President Biden’s decision to veto a bill aimed at ending his $400 billion student loan handout has drawn significant criticism. In a Twitter video, Biden proclaimed, “I’m not going to back down on my efforts to help working and middle-class families. That’s why I’m vetoing this bill.” The bill, which had garnered support from Republican lawmakers, sought to block Biden’s plan to provide up to $10,000 in student debt relief and up to $20,000 for Pell Grant recipients.
Surprisingly, Biden conveniently failed to acknowledge the support he received from Democrats. Senators Joe Manchin (D-W.Va.), Jon Tester (D-Mont.), and independent Senator Kyrsten Sinema (D-Ariz.) all voted in favor of advancing the bill. In the House of Representatives, Representatives Jared Golden (D-Maine) and Marie Gluesenkamp Perez (D-Wash.) also joined Republicans in supporting the bill. This bipartisan support highlights the concerns many lawmakers have regarding the implications of Biden’s proposal.

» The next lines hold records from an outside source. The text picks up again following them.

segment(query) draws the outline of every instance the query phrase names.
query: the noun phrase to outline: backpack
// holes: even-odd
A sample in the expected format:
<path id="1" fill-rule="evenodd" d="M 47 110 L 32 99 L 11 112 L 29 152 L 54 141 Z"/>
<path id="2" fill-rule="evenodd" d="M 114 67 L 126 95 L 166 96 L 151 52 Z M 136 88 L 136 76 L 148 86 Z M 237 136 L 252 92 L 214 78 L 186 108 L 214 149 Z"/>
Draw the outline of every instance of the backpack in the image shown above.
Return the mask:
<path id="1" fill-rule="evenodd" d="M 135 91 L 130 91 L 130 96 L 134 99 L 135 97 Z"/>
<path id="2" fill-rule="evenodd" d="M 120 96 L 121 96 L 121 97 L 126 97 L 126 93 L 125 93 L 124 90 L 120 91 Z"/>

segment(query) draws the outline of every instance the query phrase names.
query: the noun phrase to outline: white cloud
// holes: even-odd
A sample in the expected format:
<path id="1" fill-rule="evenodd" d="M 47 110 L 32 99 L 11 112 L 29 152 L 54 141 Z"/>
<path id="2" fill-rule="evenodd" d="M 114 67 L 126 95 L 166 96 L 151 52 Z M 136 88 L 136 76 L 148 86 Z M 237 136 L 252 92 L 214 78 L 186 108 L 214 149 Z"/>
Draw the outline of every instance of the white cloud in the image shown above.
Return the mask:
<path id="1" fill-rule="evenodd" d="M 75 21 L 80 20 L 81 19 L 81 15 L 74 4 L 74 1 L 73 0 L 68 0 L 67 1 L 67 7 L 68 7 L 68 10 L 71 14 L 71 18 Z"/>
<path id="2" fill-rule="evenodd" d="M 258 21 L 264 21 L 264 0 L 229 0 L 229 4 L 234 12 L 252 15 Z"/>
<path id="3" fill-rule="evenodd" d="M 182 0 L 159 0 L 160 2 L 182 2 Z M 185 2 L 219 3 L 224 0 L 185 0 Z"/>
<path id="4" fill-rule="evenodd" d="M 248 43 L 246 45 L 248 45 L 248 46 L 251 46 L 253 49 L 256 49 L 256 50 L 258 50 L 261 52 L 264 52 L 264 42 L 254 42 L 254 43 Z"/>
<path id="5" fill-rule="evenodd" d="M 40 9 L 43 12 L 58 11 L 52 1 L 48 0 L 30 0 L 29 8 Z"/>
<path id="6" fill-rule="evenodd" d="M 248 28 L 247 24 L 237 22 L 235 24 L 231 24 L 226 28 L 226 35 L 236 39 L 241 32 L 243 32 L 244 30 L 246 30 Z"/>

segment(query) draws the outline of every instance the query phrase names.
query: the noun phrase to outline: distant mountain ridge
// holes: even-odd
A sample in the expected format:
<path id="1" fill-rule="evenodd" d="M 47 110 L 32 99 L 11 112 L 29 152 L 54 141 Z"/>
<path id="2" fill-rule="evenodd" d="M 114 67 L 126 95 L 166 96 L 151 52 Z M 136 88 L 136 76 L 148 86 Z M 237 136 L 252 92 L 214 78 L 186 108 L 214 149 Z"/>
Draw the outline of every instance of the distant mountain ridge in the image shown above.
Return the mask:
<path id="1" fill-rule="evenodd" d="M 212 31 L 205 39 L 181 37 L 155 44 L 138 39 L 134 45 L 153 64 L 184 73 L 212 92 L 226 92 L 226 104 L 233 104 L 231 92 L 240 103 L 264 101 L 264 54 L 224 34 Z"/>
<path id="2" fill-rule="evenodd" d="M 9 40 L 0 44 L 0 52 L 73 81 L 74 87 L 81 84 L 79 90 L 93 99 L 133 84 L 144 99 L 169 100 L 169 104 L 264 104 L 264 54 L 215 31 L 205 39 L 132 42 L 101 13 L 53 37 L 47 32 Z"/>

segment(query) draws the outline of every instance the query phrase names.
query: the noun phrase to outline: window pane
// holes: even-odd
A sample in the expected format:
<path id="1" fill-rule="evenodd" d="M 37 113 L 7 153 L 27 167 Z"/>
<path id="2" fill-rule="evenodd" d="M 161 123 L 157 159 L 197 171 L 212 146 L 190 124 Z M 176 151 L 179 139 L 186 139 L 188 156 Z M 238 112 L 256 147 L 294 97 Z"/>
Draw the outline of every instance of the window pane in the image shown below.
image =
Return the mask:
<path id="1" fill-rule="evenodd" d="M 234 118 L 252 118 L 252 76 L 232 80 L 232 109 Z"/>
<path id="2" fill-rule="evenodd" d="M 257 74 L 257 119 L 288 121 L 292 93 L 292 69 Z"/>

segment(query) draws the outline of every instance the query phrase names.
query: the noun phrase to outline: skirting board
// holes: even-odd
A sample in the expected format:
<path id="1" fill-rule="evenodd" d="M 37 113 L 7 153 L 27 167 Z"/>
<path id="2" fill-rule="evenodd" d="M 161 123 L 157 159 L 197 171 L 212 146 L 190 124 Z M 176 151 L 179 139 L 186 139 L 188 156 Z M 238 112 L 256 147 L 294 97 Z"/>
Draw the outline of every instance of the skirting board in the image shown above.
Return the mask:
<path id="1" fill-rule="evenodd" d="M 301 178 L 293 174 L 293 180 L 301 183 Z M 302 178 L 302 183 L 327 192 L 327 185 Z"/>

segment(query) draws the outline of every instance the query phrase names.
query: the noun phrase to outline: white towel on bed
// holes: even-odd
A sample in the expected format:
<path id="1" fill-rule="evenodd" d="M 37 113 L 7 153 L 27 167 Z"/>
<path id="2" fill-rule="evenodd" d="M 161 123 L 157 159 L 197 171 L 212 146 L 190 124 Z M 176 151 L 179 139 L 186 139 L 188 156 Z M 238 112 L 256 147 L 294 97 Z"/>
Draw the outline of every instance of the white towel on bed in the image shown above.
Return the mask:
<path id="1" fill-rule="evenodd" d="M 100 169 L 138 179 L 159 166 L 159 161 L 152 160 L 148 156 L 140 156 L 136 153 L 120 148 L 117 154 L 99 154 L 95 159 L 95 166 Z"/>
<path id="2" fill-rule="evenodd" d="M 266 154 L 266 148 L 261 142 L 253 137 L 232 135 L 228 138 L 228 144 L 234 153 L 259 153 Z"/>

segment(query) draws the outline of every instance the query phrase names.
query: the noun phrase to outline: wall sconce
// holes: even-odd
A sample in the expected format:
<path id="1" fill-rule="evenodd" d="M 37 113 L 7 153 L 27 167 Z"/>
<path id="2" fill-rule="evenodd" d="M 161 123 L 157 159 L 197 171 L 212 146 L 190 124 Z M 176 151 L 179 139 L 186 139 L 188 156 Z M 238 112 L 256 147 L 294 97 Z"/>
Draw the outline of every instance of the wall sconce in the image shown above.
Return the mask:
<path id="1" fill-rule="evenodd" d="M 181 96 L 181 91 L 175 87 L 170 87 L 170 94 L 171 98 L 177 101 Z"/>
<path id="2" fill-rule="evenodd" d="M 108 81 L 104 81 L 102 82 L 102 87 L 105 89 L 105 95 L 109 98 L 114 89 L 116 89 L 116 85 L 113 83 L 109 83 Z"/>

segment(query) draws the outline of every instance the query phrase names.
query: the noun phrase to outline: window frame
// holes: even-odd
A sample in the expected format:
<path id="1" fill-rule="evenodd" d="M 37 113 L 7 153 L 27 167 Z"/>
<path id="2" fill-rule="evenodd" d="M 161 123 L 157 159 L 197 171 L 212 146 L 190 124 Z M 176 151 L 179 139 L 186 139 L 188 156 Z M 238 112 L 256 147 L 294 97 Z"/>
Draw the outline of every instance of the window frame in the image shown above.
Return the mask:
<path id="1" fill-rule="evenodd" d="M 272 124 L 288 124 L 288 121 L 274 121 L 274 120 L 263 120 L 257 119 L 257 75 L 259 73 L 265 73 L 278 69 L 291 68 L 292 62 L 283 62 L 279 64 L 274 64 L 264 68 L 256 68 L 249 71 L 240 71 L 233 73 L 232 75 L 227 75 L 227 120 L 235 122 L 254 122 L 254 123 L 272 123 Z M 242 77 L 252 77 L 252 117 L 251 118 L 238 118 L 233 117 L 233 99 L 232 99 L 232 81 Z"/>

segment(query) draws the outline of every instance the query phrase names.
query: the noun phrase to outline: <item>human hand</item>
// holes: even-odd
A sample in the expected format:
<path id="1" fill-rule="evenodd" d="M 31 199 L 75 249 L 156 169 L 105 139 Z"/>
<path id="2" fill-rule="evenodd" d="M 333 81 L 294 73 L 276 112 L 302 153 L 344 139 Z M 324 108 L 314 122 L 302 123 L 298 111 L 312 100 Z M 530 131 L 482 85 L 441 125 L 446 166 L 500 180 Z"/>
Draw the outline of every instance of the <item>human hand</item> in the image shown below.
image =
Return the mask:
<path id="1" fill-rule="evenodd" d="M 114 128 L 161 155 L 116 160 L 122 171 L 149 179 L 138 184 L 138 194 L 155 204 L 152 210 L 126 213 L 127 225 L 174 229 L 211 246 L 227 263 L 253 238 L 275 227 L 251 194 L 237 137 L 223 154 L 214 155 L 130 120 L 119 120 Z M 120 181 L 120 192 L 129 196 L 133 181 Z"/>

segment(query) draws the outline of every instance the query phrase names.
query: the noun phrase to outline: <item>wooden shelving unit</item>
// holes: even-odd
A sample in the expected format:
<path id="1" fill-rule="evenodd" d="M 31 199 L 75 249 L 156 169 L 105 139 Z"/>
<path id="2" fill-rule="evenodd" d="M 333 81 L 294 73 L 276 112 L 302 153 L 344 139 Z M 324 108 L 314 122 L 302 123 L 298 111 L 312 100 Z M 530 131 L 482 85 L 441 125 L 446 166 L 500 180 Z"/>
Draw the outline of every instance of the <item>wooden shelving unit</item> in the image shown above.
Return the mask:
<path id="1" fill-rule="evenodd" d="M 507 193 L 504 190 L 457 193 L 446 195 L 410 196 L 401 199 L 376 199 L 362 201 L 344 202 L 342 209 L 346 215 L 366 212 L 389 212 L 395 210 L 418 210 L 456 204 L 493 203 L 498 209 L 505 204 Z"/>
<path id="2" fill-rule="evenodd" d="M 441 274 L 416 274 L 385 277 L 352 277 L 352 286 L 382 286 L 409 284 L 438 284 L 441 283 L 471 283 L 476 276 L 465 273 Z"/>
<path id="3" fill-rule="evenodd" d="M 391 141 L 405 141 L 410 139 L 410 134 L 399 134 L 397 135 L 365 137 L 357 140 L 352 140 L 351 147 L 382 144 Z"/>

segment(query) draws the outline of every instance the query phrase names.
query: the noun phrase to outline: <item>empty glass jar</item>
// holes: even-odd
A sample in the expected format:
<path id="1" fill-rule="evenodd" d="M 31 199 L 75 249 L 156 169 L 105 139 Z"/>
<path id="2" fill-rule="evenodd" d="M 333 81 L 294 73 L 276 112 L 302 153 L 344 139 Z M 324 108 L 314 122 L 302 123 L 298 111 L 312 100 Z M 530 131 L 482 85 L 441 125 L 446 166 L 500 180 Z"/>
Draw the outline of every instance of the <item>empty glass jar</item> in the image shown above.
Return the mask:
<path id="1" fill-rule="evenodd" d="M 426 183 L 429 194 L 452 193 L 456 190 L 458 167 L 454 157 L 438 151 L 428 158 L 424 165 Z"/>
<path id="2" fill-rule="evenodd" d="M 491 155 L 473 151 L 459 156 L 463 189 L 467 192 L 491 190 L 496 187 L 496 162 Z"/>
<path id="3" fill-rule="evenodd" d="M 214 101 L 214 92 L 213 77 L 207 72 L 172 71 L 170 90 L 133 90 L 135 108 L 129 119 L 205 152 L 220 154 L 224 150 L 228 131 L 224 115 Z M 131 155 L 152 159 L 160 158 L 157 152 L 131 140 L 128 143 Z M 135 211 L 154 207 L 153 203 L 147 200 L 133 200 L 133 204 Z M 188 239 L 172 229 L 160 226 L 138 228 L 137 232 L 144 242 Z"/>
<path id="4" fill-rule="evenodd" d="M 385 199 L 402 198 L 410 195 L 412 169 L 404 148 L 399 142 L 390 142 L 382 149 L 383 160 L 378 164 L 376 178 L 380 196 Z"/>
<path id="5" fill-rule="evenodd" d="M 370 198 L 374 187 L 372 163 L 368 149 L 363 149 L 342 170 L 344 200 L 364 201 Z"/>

Instead of engaging with the concerns raised, Biden resorted to attacking those who opposed his bill. He accused them of benefiting from loans to support their small businesses during the pandemic and supporting tax cuts for corporations and the wealthy. Such diversionary tactics only serve to distract from the legitimate concerns expressed by responsible lawmakers.
It is essential to recognize that this is Biden’s fifth veto since taking office, signaling a worrying trend of dismissing opposing viewpoints. This pattern raises concerns about his commitment to bipartisan cooperation and his willingness to consider alternative solutions.
Biden’s proposed program, announced last year, aimed to cancel student loans of up to $10,000 for individuals earning less than $125,000 and up to $20,000 for Pell Grant recipients. However, the program was put on hold due to a court ruling that cited its substantial cost to the government, estimated at over $400 billion in lost debt repayment.
The bill that Biden vetoed was brought forward under the Congressional Review Act, allowing Congress to reject executive branch policies by passing a resolution of disapproval. Unfortunately, due to partisan divisions, it is unlikely that Congress will muster the two-thirds majority needed to override Biden’s veto.
Biden’s decision to defend his controversial student loan handout despite significant opposition reveals his prioritization of appeasing his progressive base over seeking bipartisan compromise. This refusal to address legitimate concerns and pursue fiscally responsible policies is a disservice to the American people.